Friday 12 February 2016

I'll pass on 'pushing the boundaries', thanks

"This magazine is looking for stories that push the boundaries in form and voice."  So a new SF magazine announced this week.  There goes another gimmicky market it's not worth me submitting to.

This isn't a question of lack of self belief, or of belief in my writing. It's a declaration of self-knowledge and strength.  I've read the starts of a lot of these "pushing the boundaries" stories recently.  And I've rarely got past the second or third paragraph before I'm bored silly.

Often the ideas in these stories are totally impractical.  Tech migh be able to do wonderful things very quickly, but I simply refuse to believe that the human body will be able to change its skin colour every day any time in the near future.  Biology  needs more time to evolve, but why would it evolve to do that?  What evolutionary advantage would it give us?

And that's my problem with a lot of these "pushing the boundaries" stories.  They haven't just pushed the boundaries, they've destroyed them.  So many of them have no points of reference with the science we know today,  and yes, I know we can't predict how radically tech will change our lives in the future.  But while the tech may change at lightning speed, human biology won't.  At least, not naturally.  Genetic modification might make some radical changes, but I suspect we'd find out what we  don't know about the process pretty quick.  And most likely in negative ways like terminal illnesses.

Others of these "boundary" stories have left me thinking "is that it?" when I've reached the end.  So  you've had one off-the-wall idea and spewed it onto the page.  But that's just an idea, not a story,  and ideas are a dime a dozen.

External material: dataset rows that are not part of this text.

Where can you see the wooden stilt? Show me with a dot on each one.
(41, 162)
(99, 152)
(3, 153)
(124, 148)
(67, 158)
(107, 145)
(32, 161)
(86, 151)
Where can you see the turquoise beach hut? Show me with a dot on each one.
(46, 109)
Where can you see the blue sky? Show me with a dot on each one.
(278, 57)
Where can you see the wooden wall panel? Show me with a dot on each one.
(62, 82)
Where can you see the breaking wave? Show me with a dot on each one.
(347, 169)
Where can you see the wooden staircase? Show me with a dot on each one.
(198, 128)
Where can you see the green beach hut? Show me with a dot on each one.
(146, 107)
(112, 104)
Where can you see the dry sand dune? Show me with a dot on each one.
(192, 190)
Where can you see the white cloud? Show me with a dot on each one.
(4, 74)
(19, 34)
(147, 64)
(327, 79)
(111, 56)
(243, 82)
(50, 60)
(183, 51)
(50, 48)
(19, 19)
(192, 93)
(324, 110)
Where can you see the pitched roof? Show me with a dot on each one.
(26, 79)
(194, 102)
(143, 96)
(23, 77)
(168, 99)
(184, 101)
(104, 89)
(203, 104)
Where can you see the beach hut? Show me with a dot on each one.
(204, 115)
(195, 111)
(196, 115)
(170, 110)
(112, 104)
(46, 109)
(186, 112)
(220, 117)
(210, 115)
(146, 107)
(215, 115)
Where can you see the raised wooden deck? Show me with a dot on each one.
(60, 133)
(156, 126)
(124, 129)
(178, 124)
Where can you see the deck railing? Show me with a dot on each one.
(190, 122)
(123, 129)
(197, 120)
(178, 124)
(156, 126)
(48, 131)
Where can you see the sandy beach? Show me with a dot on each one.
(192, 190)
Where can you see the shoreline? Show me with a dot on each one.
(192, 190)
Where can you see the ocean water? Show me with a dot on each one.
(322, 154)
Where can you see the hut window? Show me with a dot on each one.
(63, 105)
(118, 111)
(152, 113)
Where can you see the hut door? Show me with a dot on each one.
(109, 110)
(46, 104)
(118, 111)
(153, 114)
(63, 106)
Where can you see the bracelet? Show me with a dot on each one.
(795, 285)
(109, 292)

This is where I usually part company with the "pushing the boundaries" stories.  The envelope becomes so pushed that it's totally unrecognisable as an envelope.  Stories start somewhere, they progress somewhere, and they end somewhere.  Beginning, middle, end.  Not always presented in that order, but always there somewhere.  Without them there is no story.

Without them what's left is no more tnan a character or idea sketch showing off the shiny new idea. And I have a hard time caring about those.  So I'll pass on pushing the boundaries, thanks.